Rabu, 30 Maret 2011

Heidi Versi Penerbit Atria


Penulis: Johana Spyri
Penerjemah: Muthia Darma
Penyunting: Indah Nurchaidan & Jia Effendie
Halaman:396
Penerbit : Atria

Hari ini juga tidak ada kesempatan untuk menguap!”
Sepertinya jika ada Heidi dalam kehidupan kita,
maka tidak akan pernah ada kesempatan untuk menguap!

Heidi adalah nama seorang gadis kecil yang berasal dari Swiss. Sebagai anak yatim piatu, Heidi pada awalnya berada dalam perawatan Bibi Dete. Namun seiring perjalanan waktu, saat berusia 8 tahun ia tinggal bersama Kakek Alm di Pegunungan Alm. 

Semula banyak yang menyangsikan mereka akan dapat hidup rukun, mengingat tabiat keras kakek. Namun ternyata Heidi dan kakek malah hidup berdampingan dengan rukun dan bahagia.
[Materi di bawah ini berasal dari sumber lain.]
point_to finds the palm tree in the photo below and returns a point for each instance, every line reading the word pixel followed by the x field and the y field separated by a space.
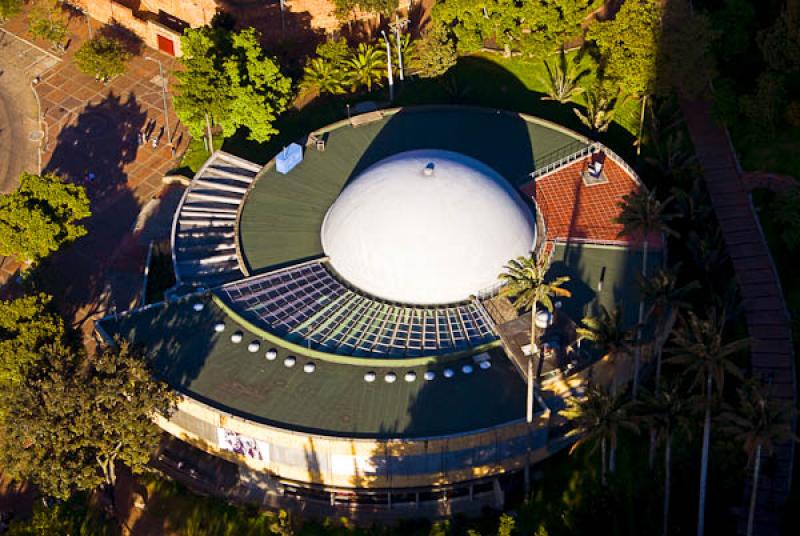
pixel 699 345
pixel 608 332
pixel 563 80
pixel 366 66
pixel 757 424
pixel 641 213
pixel 324 76
pixel 665 413
pixel 597 419
pixel 666 298
pixel 600 107
pixel 525 282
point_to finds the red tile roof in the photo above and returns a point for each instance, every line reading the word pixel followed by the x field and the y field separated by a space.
pixel 574 211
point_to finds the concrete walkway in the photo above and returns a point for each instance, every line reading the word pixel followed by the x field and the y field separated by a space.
pixel 768 323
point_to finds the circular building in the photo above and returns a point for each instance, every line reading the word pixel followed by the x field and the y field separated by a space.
pixel 336 329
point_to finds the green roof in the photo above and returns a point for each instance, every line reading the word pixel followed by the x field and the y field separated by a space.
pixel 617 267
pixel 282 217
pixel 334 399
Di Pengunungan Alm, ia menghabiskan waktu dengan menjelajah seluruh pengunungan bersama Peter sahabatnya serta ditemani oleh Little Swan dan Little Bear, dua ekor hewan yang gambarnya selalu ada disetiap lembar buku. Ia juga membuat tempat tidur dari jerami dan memakai karung besar dari sisal untuk dijadikan selimut.

Suatu hari, Bibi Bibi Dete kembali dan membawanya dengan paksa ke Frankfurt. Dengan bujuk rayu akan dapat membawakan roti manis untuk nenek, Haidi dibawa untuk menemani Clara, anak perempuan sakit-sakitan dari keluarga kaya.
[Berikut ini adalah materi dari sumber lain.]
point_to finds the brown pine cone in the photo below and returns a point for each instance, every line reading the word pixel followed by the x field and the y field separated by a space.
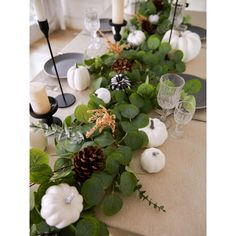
pixel 121 65
pixel 147 26
pixel 87 161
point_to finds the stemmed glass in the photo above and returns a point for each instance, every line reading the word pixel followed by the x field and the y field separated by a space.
pixel 183 114
pixel 169 93
pixel 92 24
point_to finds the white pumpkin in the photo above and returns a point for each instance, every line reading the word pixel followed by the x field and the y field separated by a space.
pixel 136 37
pixel 61 205
pixel 156 132
pixel 186 41
pixel 152 160
pixel 153 18
pixel 78 78
pixel 103 94
pixel 38 139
Disana Heidi diperlakukan dengan baik. Ia mendapatkan semua yang diinginkan anak perempuan. Clara memperlakukannya sebagai sahabat. Ayah Clara juga sudah memerintahkan agar Heidi diperlakukan sejajar dengan putrinya. 
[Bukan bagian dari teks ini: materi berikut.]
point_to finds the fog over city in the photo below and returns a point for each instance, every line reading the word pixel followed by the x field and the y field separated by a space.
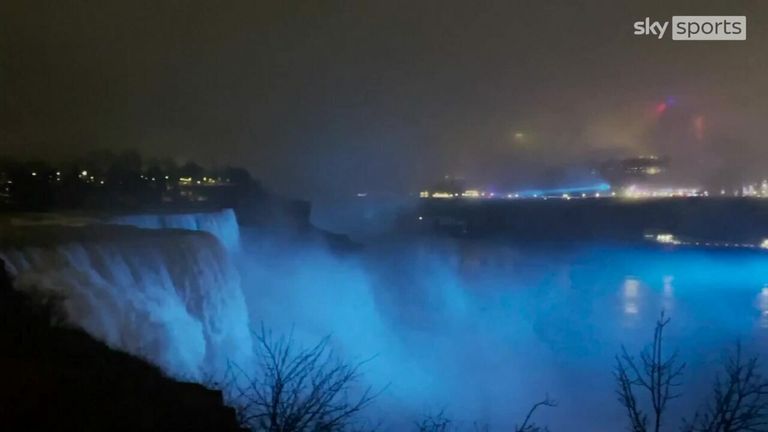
pixel 332 98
Walaupun demikian, Heidi sangat merindukan Pegunungan Alm. Berbagai cara sudah dilakukan oleh Clara agar Heidi bisa mengurangi rasa rindu akan pegunungan,namun semuanya sia-sia belaka. dengan berat hati, akhirnya Clara mengijinkan Heidi pulang

Sikap spontanitas Hendi, kadang malah menimbulkan kehebohan. Misalnya saat ia berniat membawa anak kucing untuk diberikan ke Clara. Padahal pengasuhnya sangat takut terhadap kucing. Atau saat ia dengan begitu saja menyimpan roti manis di lemari baju untuk diberikan kepada nenek.

Saat melihat cover buku ini, ingatan saya langsung tertuju pada satu nama Shirley Temple . Seorang artis berbakat yang lahir di Santa Monica, California, Amerika Serikat, pada 23 April 1928 . Dengan ayah George Francis Temple serta Ibunya bernama Gertrude Amelia Krieger, masa kecilnya dihabiskan untuk bermain film. 

Film Haidi sendiri dibuat tahun 1937, jauh sebelum saya berada di dunia ini. Untung, salah satu televisi swasta pernah beberapa kali memutar film ini sebagai rangkaian pemutaran film lawas yang dianggap melegenda, sehingga saya masih bisa menikmatinya.

Khabarnya dibuku asli yang terbit pertama kali, Heidi digambarkan sebagai seorang gadis kecil dengan rambut berwarna gelap dan keriting. Mungkin karena Shirley Temple sukses memerankan tokoh Heidi, maka sosoknya berganti menjadi berambut pirang dan keriting

Mulanya saya mengira buku ini hanya berisikan mengenai uraian pemadangan alam di Pegunungan Alm dimana Heidi hidup bersama kakek, Peter si gembala dan neneknya. Hidup ala Heidi seakan-akan sangat menyenangkan, jauh dari segala masalah kehidupan. 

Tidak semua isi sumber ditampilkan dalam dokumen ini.